Selon une nouvelle étude de l’Université de Victoria (UVic), les grumes flottantes, que l’on voit couramment le long des côtes de l’île de Vancouver et de Haida Gwaii, provoquent une destruction généralisée des écosystèmes intertidaux rocheux. Bien que souvent considérés comme inoffensifs, voire utiles, ces enregistrements sont manifestement préjudiciables à la vie marine et contribuent au déclin des populations d’oiseaux de rivage. L’étude, publiée dans Marine Ecology, révèle une augmentation spectaculaire de l’abondance des grumes au cours du siècle dernier, avec des conséquences écologiques importantes.
Impact écologique des grumes à la dérive
La recherche, dirigée par le biologiste Tom Reimchen de l’Université de Victoria et les étudiants Esteban Pérez Andresen et Melanie Marchant, s’est concentrée sur les effets écologiques des billes de dérive et leur mouvement au fil du temps. Les résultats sont alarmants : plus de 90 % des grumes sont déplacées chaque année et les tempêtes provoquent fréquemment des perturbations importantes dans la zone intertidale, la partie critique de la plage entre les marées hautes et basses.
Ce mouvement nuit directement à des espèces clés. Les populations de balanes, un élément fondamental de l’écosystème intertidal, sont 20 à 80 % plus faibles sur les surfaces exposées aux grumes que dans les zones protégées. Les petits invertébrés qui prospèrent dans les espaces entre les balanes sont également affectés négativement.
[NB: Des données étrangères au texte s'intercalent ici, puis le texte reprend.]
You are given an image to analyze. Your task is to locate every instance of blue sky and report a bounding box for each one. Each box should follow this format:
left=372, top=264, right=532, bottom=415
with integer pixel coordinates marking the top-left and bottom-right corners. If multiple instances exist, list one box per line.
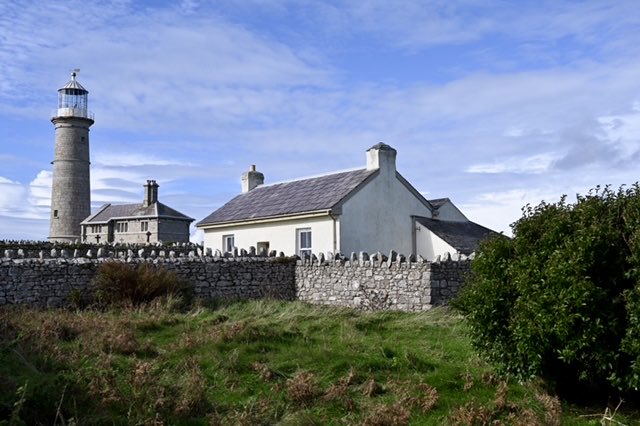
left=0, top=0, right=640, bottom=240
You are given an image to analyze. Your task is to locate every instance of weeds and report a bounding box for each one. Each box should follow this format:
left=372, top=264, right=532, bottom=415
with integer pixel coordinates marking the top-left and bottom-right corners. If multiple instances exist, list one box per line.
left=287, top=371, right=320, bottom=406
left=91, top=261, right=191, bottom=306
left=0, top=299, right=634, bottom=426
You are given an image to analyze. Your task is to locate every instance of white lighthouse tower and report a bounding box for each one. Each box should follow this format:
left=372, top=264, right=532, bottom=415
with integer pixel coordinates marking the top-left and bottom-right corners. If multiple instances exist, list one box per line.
left=49, top=69, right=94, bottom=242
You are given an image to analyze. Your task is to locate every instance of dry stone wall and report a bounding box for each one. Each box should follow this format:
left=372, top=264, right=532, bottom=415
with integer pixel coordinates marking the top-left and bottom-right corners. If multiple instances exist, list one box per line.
left=0, top=246, right=470, bottom=311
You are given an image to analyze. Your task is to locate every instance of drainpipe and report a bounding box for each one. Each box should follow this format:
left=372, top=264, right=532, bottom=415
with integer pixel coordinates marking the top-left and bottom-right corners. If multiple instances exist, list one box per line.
left=329, top=212, right=338, bottom=254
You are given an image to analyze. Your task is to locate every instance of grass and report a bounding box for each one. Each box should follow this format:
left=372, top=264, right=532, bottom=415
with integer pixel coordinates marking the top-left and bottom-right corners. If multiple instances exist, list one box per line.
left=0, top=301, right=640, bottom=426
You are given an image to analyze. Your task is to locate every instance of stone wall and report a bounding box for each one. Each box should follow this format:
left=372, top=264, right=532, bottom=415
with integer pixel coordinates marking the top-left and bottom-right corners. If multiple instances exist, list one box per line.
left=296, top=253, right=470, bottom=311
left=0, top=247, right=470, bottom=311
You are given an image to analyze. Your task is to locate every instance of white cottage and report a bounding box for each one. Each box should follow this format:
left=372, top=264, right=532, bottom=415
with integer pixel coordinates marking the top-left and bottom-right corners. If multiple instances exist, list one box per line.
left=196, top=143, right=493, bottom=259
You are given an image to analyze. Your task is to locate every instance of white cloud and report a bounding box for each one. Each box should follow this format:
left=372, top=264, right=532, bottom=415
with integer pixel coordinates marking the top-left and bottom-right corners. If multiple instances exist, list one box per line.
left=460, top=188, right=562, bottom=236
left=466, top=154, right=558, bottom=173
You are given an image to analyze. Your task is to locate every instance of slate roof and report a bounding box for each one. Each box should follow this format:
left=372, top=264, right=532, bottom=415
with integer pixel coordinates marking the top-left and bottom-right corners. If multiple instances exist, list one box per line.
left=197, top=169, right=378, bottom=226
left=83, top=202, right=193, bottom=223
left=416, top=217, right=499, bottom=255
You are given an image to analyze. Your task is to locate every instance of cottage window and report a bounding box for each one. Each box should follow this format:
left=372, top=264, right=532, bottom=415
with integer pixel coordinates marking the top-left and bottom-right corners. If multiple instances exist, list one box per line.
left=256, top=241, right=269, bottom=254
left=296, top=228, right=311, bottom=259
left=222, top=234, right=235, bottom=253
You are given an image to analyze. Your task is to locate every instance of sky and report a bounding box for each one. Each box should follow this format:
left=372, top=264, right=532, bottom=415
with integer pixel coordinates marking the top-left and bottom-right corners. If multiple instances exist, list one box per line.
left=0, top=0, right=640, bottom=242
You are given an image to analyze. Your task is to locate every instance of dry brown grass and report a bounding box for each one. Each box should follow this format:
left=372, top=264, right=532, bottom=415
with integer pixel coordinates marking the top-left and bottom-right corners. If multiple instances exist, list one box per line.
left=287, top=371, right=320, bottom=406
left=324, top=368, right=356, bottom=401
left=363, top=401, right=411, bottom=426
left=536, top=392, right=562, bottom=426
left=251, top=362, right=275, bottom=382
left=449, top=401, right=493, bottom=426
left=362, top=377, right=384, bottom=398
left=174, top=359, right=207, bottom=417
left=461, top=372, right=474, bottom=392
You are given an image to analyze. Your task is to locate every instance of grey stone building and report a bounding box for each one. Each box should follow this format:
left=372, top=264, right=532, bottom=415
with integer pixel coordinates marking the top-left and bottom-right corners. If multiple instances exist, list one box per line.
left=49, top=70, right=94, bottom=242
left=81, top=180, right=193, bottom=244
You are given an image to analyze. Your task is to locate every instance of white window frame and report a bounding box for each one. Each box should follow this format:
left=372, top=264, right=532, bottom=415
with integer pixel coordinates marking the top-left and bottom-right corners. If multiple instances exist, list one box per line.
left=222, top=234, right=236, bottom=253
left=296, top=228, right=313, bottom=259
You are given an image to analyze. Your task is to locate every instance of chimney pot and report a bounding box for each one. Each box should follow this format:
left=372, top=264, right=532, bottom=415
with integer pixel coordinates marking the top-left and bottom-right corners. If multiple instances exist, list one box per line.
left=242, top=164, right=264, bottom=194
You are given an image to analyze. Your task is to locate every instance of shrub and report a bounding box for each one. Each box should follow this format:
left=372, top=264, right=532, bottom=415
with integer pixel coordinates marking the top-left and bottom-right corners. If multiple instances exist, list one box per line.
left=91, top=262, right=191, bottom=306
left=453, top=184, right=640, bottom=391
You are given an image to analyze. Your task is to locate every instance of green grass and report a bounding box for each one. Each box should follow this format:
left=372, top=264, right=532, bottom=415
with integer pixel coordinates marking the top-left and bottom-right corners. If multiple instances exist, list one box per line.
left=0, top=301, right=640, bottom=425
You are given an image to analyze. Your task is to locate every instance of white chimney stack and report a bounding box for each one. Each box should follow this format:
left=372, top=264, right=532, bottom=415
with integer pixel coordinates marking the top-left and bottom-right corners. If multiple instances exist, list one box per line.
left=242, top=164, right=264, bottom=194
left=367, top=142, right=398, bottom=174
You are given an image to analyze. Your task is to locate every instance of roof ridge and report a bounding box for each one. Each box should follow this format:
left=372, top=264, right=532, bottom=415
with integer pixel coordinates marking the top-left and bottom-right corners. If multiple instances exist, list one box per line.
left=255, top=167, right=373, bottom=189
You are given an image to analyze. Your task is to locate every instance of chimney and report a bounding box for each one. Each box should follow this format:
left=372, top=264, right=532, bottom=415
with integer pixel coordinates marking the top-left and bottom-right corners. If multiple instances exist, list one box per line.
left=367, top=142, right=398, bottom=173
left=142, top=180, right=159, bottom=207
left=242, top=164, right=264, bottom=194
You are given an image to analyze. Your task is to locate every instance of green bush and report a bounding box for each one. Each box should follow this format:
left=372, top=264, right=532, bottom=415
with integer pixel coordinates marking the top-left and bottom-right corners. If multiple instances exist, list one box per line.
left=453, top=184, right=640, bottom=391
left=91, top=261, right=191, bottom=306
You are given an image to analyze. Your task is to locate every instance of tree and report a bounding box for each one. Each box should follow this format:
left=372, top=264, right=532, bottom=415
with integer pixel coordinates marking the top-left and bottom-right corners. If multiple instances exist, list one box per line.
left=453, top=184, right=640, bottom=391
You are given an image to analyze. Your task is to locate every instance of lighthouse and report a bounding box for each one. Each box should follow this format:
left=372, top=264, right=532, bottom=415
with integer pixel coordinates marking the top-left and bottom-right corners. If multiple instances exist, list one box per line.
left=49, top=69, right=94, bottom=242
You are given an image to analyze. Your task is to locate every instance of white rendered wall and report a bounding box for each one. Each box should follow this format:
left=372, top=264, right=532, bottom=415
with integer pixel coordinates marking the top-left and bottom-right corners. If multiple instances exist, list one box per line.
left=340, top=172, right=431, bottom=255
left=416, top=228, right=457, bottom=260
left=438, top=201, right=469, bottom=222
left=204, top=216, right=339, bottom=256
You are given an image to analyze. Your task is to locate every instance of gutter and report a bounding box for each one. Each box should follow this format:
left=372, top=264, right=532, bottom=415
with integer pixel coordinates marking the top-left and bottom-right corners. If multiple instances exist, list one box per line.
left=196, top=209, right=331, bottom=230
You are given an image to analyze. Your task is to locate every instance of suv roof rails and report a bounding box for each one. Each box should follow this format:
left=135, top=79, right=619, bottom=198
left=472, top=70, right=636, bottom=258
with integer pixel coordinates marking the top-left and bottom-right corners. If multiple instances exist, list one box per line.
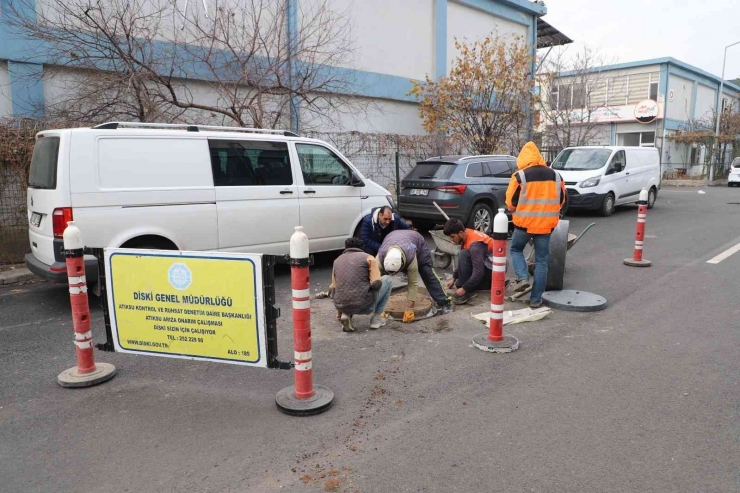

Alors que les balanes se déposent chaque année, le mouvement cyclique des grumes les élimine à plusieurs reprises, empêchant ainsi la formation de populations stables.
Déclin des populations d’oiseaux de rivage
Les dégâts s’étendent au-delà des balanes. De nombreuses espèces d’oiseaux de rivage – notamment les huîtriers noirs, les surfbirds, les tourniquets noirs et les bécasseaux rocheux – dépendent des zones intertidales saines pour se nourrir. Les chercheurs soupçonnent que la perte de bernaches et d’invertébrés due à l’abrasion des grumes a contribué au déclin de 50 % de certaines populations d’oiseaux de rivage depuis 1970. L’instabilité causée par la dérive des grumes a un impact direct sur l’approvisionnement alimentaire dont dépendent ces oiseaux.
Augmentation spectaculaire de l’abondance des bûches
Le problème n’est pas seulement écologique ; ça s’intensifie. L’équipe de Reimchen a utilisé des images satellite et des photographies historiques pour quantifier l’abondance des grumes du 19e siècle à nos jours. Ils ont constaté une augmentation stupéfiante de 520 % des enregistrements de dérive au cours de cette période. Même les côtes éloignées ont désormais des densités de bois comparables à celles des zones plus développées, ce qui indique un problème omniprésent.
Influence humaine et industrie forestière
L’étude désigne l’industrie forestière comme l’un des principaux moteurs de cette augmentation. Plus de 60 % des grumes analysées présentaient des signes d’origine humaine, c’est-à-dire qu’ils étaient directement ou indirectement liés aux activités forestières. Même les grumes classées comme « naturelles » peuvent provenir de glissements de terrain déclenchés par les opérations d’exploitation forestière, ce qui démontre l’impact considérable de l’intervention humaine.
Conséquences à long terme
Les grumes de dérive causent des dommages persistants et cycliques à l’environnement intertidal le long de la côte de la Colombie-Britannique, et le problème n’a fait qu’empirer au cours du siècle dernier. L’augmentation continue de l’abondance des grumes, associée aux perturbations écologiques qu’elles provoquent, constitue une menace sérieuse pour la santé et la stabilité des écosystèmes côtiers.
Les résultats soulignent la nécessité d’une compréhension plus approfondie des conséquences à long terme des pratiques d’exploitation forestière et le besoin urgent d’une gestion forestière durable pour atténuer les effets destructeurs des grumes dérivantes sur l’environnement intertidal fragile.